Preface:
This day is beautiful. As I sit outside and smoke my morning cigarette, I see what is around me. I see the winter bare crabapple tree and the squirrel on hind legs under the bird feeder, waiting for the cardinal to shake breakfast loose. It is cold, but the sun pins spots of warmth to my body and the gray blockade of clouds are of benevolent blasé.
I have this problem with beauty and, in the same respect, happiness. I cannot see these things as they occur. It is difficult for me to find the beauty in a moment, or happiness in the instant. I can see these moments looking back, or looking forward in anticipation, but rarely do I feel these things now.
That is not to say that I am a wholly unhappy person, who simply drudges from bland life experience to bland life experience. I have had my moments of bliss, of carnal ecstasies and obstructions overcome. But even in these times, there seem additional hurdles after the initial hurdles. Nothing ever seems quite complete, and perhaps this is simply what life is, a never-ending stretch of partial completion.
Today though, I challenge myself to see the beauty now, instead of remembering what was beautiful tomorrow. Today is beautiful. Right now is beautiful.
Never Hike Alone
The summit was above him. He had made it past the boulder field, a thirty-minute stretch, jumping from grey slab to grey slab. Before the boulder field had been the path through the forest. The incline had been difficult, but the growth around the path had been quite thick, and this allowed his mind to remain on the path beneath his feet.
But now he was walking on scree. He was on shifty terrain, the chunks of rock beneath his feet were causing him to slip and slide, and everything around him was wide open. He was struggling to keep his balance, but the sight of the summit carried him forward.
A breath, in and out, with each step; he was struggling to keep himself from panting. Lactic acid burned his thighs, and he could feel the intermittent click of his kneecaps.
The weight on his back was tremendous; this thing that he had been carrying for the entirety of the journey, but had somehow forgotten about since the boulder field, now weighed him down, and he battled each step.
He stared at the destination, the summit, while he climbed, and his feet came suddenly out from under him, and the weight of his pack forced him to the earth.
Quit now, came suddenly into his head. The strain is too much. The destination is not worth the journey. Sometimes you just have to know when to quit.
From behind him, he heard the familiar voice.
“Shit, that was a nasty spill. You OK?”
No, he wanted to say. No, not OK. He was at the breaking point, the moment that occurs on every difficult mountain climb, where the body tries to convince the mind that critical mass has been reached.

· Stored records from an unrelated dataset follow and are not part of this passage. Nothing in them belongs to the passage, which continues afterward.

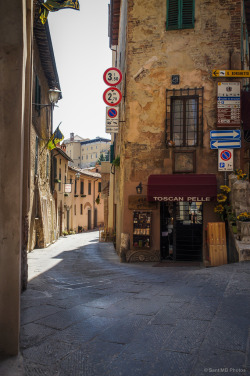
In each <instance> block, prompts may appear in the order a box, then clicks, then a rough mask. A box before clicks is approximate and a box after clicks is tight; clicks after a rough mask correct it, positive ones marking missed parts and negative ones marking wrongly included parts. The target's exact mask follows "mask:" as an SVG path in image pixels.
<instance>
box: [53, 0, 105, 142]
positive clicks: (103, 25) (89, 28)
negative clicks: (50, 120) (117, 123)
mask: <svg viewBox="0 0 250 376" xmlns="http://www.w3.org/2000/svg"><path fill="white" fill-rule="evenodd" d="M79 4H80V11H77V10H74V9H62V10H60V11H58V12H54V13H52V12H50V13H49V16H48V22H49V27H50V32H51V39H52V44H53V49H54V54H55V60H56V66H57V71H58V75H59V80H60V85H61V90H62V97H63V98H62V99H61V100H60V101H59V102H58V103H57V104H58V106H59V107H58V108H55V110H54V118H53V122H54V129H55V128H56V126H57V125H58V124H59V123H60V122H62V124H61V125H60V130H61V132H62V133H63V134H64V137H65V138H69V135H70V133H71V132H73V133H74V134H75V135H78V136H81V137H83V138H90V139H92V138H95V137H98V136H99V137H105V138H110V134H108V133H106V132H105V116H106V105H105V103H104V101H103V98H102V96H103V92H104V91H105V90H106V89H107V87H108V86H107V85H106V84H105V83H104V81H103V73H104V72H105V70H106V69H107V68H110V67H111V66H112V53H111V50H110V48H109V38H108V4H109V0H94V1H93V0H92V1H86V0H79Z"/></svg>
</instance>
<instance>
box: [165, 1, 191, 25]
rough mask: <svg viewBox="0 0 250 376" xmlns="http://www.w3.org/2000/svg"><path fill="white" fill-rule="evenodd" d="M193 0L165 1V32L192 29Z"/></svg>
mask: <svg viewBox="0 0 250 376" xmlns="http://www.w3.org/2000/svg"><path fill="white" fill-rule="evenodd" d="M194 9H195V0H167V30H175V29H191V28H194Z"/></svg>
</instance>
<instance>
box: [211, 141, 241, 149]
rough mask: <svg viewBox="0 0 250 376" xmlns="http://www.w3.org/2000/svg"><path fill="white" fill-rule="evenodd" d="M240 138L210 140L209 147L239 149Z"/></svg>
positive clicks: (223, 148) (217, 148) (211, 148)
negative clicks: (225, 139)
mask: <svg viewBox="0 0 250 376" xmlns="http://www.w3.org/2000/svg"><path fill="white" fill-rule="evenodd" d="M240 147H241V140H231V141H229V140H215V141H212V140H210V149H225V148H228V149H240Z"/></svg>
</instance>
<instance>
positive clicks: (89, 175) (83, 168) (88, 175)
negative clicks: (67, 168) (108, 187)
mask: <svg viewBox="0 0 250 376" xmlns="http://www.w3.org/2000/svg"><path fill="white" fill-rule="evenodd" d="M69 170H72V171H75V172H79V173H80V174H81V175H86V176H89V177H91V178H101V177H102V176H101V174H99V173H98V172H92V171H89V170H87V169H84V168H77V167H69Z"/></svg>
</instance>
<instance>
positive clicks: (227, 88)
mask: <svg viewBox="0 0 250 376" xmlns="http://www.w3.org/2000/svg"><path fill="white" fill-rule="evenodd" d="M240 90H241V87H240V82H218V95H217V126H218V127H230V126H238V127H239V126H240ZM225 146H226V145H225Z"/></svg>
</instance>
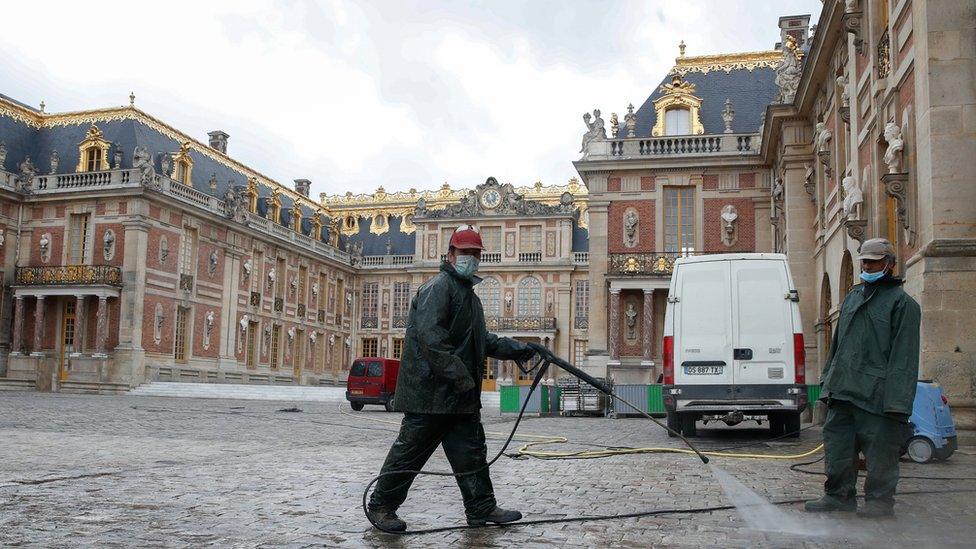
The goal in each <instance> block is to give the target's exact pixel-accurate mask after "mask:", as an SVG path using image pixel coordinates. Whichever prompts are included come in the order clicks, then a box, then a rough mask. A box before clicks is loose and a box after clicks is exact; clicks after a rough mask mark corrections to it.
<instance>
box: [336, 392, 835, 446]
mask: <svg viewBox="0 0 976 549" xmlns="http://www.w3.org/2000/svg"><path fill="white" fill-rule="evenodd" d="M339 413H341V414H343V415H347V416H349V417H354V418H357V419H365V420H368V421H375V422H377V423H386V424H387V425H399V424H400V422H399V421H390V420H386V419H380V418H375V417H369V416H365V415H363V414H351V413H349V412H347V411H345V410H343V409H342V404H340V405H339ZM485 436H486V437H490V438H502V439H505V438H508V433H497V432H492V431H485ZM513 439H514V440H522V441H531V442H528V443H527V444H525V445H523V446H522V447H521V448H519V449H518V451H517V452H516V455H519V456H526V457H534V458H538V459H554V458H556V459H558V458H576V459H595V458H603V457H610V456H625V455H630V454H693V455H694V454H695V452H693V451H691V450H686V449H684V448H655V447H650V448H606V449H604V450H580V451H578V452H550V451H543V450H529V448H532V447H534V446H542V445H545V444H565V443H568V442H569V439H568V438H566V437H562V436H544V435H522V434H516V435H515V436H514V437H513ZM822 449H823V444H822V443H821V444H820V445H818V446H817V447H816V448H814V449H812V450H809V451H807V452H803V453H802V454H738V453H733V452H702V453H703V454H705V455H706V456H709V457H727V458H739V459H801V458H805V457H808V456H811V455H813V454H816V453H817V452H819V451H820V450H822Z"/></svg>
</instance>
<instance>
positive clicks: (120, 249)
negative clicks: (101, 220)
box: [92, 223, 125, 267]
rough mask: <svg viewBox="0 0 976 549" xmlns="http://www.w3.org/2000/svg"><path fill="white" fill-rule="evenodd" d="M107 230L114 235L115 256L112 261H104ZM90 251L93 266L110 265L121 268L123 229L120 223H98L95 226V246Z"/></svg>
mask: <svg viewBox="0 0 976 549" xmlns="http://www.w3.org/2000/svg"><path fill="white" fill-rule="evenodd" d="M109 229H111V230H112V232H114V233H115V255H113V256H112V259H110V260H108V261H106V260H105V251H104V250H105V232H106V231H108V230H109ZM94 248H95V249H94V250H92V264H93V265H112V266H115V267H121V266H122V259H123V258H124V257H125V227H123V226H122V224H121V223H99V224H98V225H95V244H94Z"/></svg>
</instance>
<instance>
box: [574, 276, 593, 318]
mask: <svg viewBox="0 0 976 549" xmlns="http://www.w3.org/2000/svg"><path fill="white" fill-rule="evenodd" d="M574 309H575V311H576V318H577V320H576V327H577V328H585V327H586V326H585V324H586V320H587V319H588V317H589V313H590V281H589V280H577V281H576V303H575V307H574ZM581 320H582V322H581ZM581 324H582V325H581Z"/></svg>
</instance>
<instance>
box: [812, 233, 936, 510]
mask: <svg viewBox="0 0 976 549" xmlns="http://www.w3.org/2000/svg"><path fill="white" fill-rule="evenodd" d="M859 258H860V261H861V280H862V281H863V283H862V284H859V285H857V286H855V287H854V288H852V289H851V291H850V293H849V294H848V295H847V298H846V299H845V300H844V304H843V305H842V306H841V311H840V323H839V325H838V327H837V331H836V332H834V338H833V341H832V342H831V345H830V353H829V354H828V357H827V362H826V364H825V365H824V372H823V377H822V382H821V383H822V385H823V389H822V391H821V400H823V401H825V402H826V403H827V419H826V421H825V422H824V427H823V441H824V447H825V449H824V452H825V453H826V463H825V469H826V472H827V481H826V482H825V483H824V492H825V493H824V496H823V497H822V498H820V499H818V500H814V501H808V502H807V503H806V510H807V511H812V512H830V511H846V512H852V511H855V510H856V511H857V512H858V514H859V515H862V516H868V517H881V516H890V515H893V514H894V504H895V499H894V496H895V487H896V486H897V485H898V458H899V456H900V454H901V445H902V442H903V434H902V433H903V429H904V426H905V425H906V424H907V423H908V416H909V415H911V413H912V402H913V401H914V400H915V383H916V380H917V379H918V354H919V322H920V317H921V311H920V309H919V306H918V303H917V302H916V301H915V300H914V299H912V298H911V297H910V296H909V295H908V294H906V293H905V291H904V290H903V289H902V280H901V279H899V278H896V277H894V276H892V274H891V273H892V269H893V268H894V264H895V251H894V248H893V247H892V246H891V242H889V241H887V240H885V239H883V238H872V239H870V240H868V241H866V242H864V244H862V245H861V250H860V257H859ZM858 453H863V454H864V458H865V462H866V464H867V478H866V480H865V483H864V505H863V506H862V507H861V509H860V510H858V509H857V500H856V482H857V469H858Z"/></svg>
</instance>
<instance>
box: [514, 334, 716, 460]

The point at which the mind must either give in to the body, give into the pain and the anxiety and the doubt, or take control and force the body forward.
A hand was extended to him, and he instinctively grasped at it. He was pulled to his feet.
Without a word, he continued on.
He focused now, not on the summit, but directly at his feet, as he had done in the forest. He watched the right foot rise and plant, then the left foot rise and plant, then the right foot rise and plant, and then the left foot rise and plant…
His mind went blank, for a time, in this repetition. His mind was quiet, and so his body was quiet.
But this could not last forever. He noticed a click from his kneecap, and he remembered suddenly the summit, the thing he had been aiming for since the beginning. He looked up, but it seemed more distant now than before.
He was confused and he stopped, momentarily dumb. He turned to the one behind him, the confusion in his eyes obvious, and the explanation came without the question.
“It was a false summit. We still have a ways to go before we reach the real one.”